The popular series 100 Years of Beauty, in which Cut.com explores the fashions women have followed for the last century in different countries is another illustration of this truism, especially in the series’ third episode, which focuses on changing trends and tendencies in Iran.
In the clip make-up artists and hair stylists tracked the changing ways in which Iranian women have altered and had altered their appearances from 1910 to 2010. By highlighting traditions and styles popular long before and after the Islamic Revolution in 1979, Cut.com showed a set of images of Iran that are rarely depicted in media outside the region.
According to the creators, as cited by YahooBeauty, the idea was to illustrate how closely related political changes and beauty trends can be, and how, for the same reasons, certain countries and communities can be reduced to a single image:
When we were choosing our third piece we wanted to showcase a culture where that link between beauty and politics was most explicit. Generally, American media is pretty insular. People from other countries are reduced to tropes. We wanted to show that Iran, just like our country, has never been static.
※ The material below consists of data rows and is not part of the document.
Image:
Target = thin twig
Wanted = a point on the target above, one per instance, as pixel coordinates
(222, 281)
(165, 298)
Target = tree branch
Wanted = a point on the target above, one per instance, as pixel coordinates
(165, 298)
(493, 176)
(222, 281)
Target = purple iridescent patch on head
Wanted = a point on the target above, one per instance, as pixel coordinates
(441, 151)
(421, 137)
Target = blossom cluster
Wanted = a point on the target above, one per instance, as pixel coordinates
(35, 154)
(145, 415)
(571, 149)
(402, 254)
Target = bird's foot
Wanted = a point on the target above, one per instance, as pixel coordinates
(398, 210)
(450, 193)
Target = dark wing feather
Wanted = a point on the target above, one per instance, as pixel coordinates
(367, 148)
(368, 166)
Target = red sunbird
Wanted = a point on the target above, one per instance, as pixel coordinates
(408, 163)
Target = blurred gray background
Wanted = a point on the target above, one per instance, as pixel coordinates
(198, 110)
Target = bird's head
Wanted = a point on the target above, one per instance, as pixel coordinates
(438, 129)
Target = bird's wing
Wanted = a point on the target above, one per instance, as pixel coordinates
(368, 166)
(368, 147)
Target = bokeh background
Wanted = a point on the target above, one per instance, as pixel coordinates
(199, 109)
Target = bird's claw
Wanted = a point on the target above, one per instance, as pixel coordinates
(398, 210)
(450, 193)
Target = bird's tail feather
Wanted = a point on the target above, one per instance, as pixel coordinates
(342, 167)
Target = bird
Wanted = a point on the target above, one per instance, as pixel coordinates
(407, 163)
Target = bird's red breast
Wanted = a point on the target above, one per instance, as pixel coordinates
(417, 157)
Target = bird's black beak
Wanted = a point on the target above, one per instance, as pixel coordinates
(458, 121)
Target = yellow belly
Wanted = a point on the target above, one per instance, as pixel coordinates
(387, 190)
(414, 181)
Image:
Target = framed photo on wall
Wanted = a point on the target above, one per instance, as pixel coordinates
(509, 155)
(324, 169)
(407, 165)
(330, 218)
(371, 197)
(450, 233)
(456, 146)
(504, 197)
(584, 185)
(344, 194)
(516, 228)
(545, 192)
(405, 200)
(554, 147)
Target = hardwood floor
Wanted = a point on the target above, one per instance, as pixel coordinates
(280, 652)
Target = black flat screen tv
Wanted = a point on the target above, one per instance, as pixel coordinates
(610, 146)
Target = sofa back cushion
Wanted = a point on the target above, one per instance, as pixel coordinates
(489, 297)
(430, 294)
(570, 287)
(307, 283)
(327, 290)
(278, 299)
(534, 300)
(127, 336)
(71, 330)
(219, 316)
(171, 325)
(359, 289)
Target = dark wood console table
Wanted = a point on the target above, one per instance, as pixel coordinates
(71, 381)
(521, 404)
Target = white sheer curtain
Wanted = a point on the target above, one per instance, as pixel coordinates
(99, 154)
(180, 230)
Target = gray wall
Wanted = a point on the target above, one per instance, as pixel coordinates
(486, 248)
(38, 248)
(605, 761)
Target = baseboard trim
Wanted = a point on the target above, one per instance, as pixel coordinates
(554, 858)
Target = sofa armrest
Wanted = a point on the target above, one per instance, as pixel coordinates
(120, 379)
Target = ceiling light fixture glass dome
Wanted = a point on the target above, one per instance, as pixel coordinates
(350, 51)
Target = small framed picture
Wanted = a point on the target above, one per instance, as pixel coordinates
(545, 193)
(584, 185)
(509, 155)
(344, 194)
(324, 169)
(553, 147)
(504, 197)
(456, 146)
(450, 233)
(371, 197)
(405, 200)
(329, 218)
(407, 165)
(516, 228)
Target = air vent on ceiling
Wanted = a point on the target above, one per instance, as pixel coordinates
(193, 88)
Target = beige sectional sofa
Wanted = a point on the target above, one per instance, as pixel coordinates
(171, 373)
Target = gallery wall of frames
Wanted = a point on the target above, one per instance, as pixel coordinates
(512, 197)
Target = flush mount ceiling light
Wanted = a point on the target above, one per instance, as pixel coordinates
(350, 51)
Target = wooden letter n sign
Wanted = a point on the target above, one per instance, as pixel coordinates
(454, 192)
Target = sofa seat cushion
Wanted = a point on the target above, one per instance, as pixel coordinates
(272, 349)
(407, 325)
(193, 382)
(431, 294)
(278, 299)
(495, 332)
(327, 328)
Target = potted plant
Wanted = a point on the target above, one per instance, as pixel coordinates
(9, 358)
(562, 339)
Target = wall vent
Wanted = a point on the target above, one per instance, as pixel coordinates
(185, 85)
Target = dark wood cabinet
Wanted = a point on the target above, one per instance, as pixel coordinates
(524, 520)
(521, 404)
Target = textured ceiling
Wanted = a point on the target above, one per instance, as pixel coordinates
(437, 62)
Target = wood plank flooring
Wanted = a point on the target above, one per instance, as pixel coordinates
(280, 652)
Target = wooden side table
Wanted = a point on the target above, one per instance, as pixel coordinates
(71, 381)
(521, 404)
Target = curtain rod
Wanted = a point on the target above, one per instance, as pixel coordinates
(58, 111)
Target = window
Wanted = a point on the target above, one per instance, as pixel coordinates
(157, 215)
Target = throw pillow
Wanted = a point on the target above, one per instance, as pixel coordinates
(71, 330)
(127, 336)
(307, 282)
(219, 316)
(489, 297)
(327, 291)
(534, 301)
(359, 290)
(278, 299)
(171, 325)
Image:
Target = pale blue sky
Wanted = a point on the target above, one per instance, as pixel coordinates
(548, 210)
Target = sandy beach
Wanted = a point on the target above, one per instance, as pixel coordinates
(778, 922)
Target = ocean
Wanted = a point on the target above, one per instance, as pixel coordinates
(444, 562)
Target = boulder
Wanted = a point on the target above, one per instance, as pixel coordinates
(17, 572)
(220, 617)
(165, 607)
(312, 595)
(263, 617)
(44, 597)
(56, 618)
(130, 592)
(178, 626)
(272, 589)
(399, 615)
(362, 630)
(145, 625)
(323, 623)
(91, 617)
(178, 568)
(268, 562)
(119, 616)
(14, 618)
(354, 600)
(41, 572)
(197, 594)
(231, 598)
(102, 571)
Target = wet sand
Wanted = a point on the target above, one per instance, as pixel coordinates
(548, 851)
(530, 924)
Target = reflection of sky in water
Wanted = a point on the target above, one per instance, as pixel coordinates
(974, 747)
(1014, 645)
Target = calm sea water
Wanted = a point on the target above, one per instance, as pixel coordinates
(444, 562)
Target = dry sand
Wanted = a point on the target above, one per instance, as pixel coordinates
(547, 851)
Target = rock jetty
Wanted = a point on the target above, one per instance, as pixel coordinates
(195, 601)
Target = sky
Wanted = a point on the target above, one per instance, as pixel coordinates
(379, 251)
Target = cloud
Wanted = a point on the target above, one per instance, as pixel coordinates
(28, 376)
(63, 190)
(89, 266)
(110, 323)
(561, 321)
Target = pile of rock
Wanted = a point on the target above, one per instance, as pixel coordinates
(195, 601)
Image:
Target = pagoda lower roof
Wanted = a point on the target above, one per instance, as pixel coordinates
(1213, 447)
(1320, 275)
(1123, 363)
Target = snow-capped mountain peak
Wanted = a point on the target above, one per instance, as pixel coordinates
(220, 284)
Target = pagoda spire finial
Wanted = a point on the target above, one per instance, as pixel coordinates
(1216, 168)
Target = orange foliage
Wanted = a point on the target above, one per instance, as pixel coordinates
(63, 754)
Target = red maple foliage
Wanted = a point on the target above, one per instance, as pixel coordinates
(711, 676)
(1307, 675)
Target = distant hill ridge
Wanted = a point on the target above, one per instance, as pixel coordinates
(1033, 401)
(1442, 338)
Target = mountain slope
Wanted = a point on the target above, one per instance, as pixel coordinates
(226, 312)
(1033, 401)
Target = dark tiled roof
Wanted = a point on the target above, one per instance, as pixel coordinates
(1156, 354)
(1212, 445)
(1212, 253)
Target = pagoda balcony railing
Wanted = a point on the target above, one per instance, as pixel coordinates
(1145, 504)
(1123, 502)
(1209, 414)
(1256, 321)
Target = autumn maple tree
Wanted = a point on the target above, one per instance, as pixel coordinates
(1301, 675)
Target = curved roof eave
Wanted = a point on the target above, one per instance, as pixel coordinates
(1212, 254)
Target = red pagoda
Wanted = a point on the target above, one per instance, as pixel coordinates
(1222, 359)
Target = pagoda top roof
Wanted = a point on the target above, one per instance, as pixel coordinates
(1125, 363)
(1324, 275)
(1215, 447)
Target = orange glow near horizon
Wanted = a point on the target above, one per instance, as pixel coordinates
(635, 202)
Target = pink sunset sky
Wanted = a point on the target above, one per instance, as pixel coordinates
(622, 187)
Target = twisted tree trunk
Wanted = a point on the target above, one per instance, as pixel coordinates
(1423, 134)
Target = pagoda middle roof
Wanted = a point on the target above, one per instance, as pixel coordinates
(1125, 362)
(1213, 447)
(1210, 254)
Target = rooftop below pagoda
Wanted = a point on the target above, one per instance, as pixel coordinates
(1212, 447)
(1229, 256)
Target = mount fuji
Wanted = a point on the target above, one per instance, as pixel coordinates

The culture has changed a lot over time […] And hopefully, those changes would surprise people enough that they would want to know why and do a little work on their own to find out more.
Discussions under the video and on Cut.com's Facebook page boomed after its release in February and have continued ever since. Some of the images and the research that went into the clip can be seen on Cut.com's Pinterest page:
Predictably there was a lot of controversy connected to the use and imposition of the hijab. Commenters on both YouTube and Facebook discussed at length the definition of freedoms, citizen participation, the value of choice and the role of tradition in women’s life. They also discussed female participation in Iran today and before the Islamic revolution, and exchanged ideas and experiences:
How does “no hijab” define freedom? There are Iranian women who wear hijab because they want to, and it is true that some are forced and that is wrong. But to say that the hijab itself is regression is just your own opinion. Muslim women can wear hijab and still have freedom. Hijab was not the only thing during the Ayatollah's time that was forced. If you think that all Iranian women should “rebel” and remove their headscarves to be free, remember, your violating someone's freedom of choice […] I am appalled at […] women thinking that all Muslim women should lose their veils to be “free”. That is also wrong.
The discussions also covered the way Muslims live in Western societies and how different that can be from Muslim countries in the Middle East and North Africa. Visions and impressions criss-crossed with one another and showed the diversity in the experiences and perceptions of Muslims and non-Muslims in the Middle East and in the West.
Difficult questions were posed and met with sharp responses:
I live in a Western society too. You make it sound like the concept of being a non-religious Muslim is some fantasy for Iranian women. That's how it was (its shown in the video). And Iranians aren't demanding Western ideals, we are demanding choice. The women who choose to be religious can be, the women who do not can not be. And this isn't just about the hijab, its about ridding a religious regime.
I am surprised why the concept of a country wanting freedom of choice is so unusual.
Unsurprisingly, there were clashes in responses to the video — especially on YouTube, as is the norm on that platform — but the variety of questions and responses showed the extent to which fashion preferences can be a window onto a society, increasingly important at a time when mainstream media's depictions of Iran are those of a regime rather than a highly diverse people.
Numerous comments, for example, demonstrated non-knowledge of the pre-1979 styles, and triggered inquiries as to the reasons for the radical changes from the 70s to the 80s, after which the model’s make up and hairdo was qualified by a chador. They also asked repeatedly about the green paint on the model’s face in the 2000s, which represented the look women protestors adopted during the riots that followed presidential elections in 2009.
This has shown me how ignorant I still am about much of human history. I am constantly learning but I had no idea that Iranian women had more of a Western style for several decades.
And Pirouz Kas responded:
+Richard Taylor The media like to draw their simple “Clash of Civilisations”-picture. east vs west, evil vs good, like a bad hollywood film lol. Sometimes do-gooders in the west defend oppressive regimes in the east, because they think there is no alternative for the people there. In my opinion, Iran deserves freedom and human rights, like any other country in the world.
By the way, when I say to Germans, we are not Arabs – they sometimes answer, yes you are! Thanks media, good job really.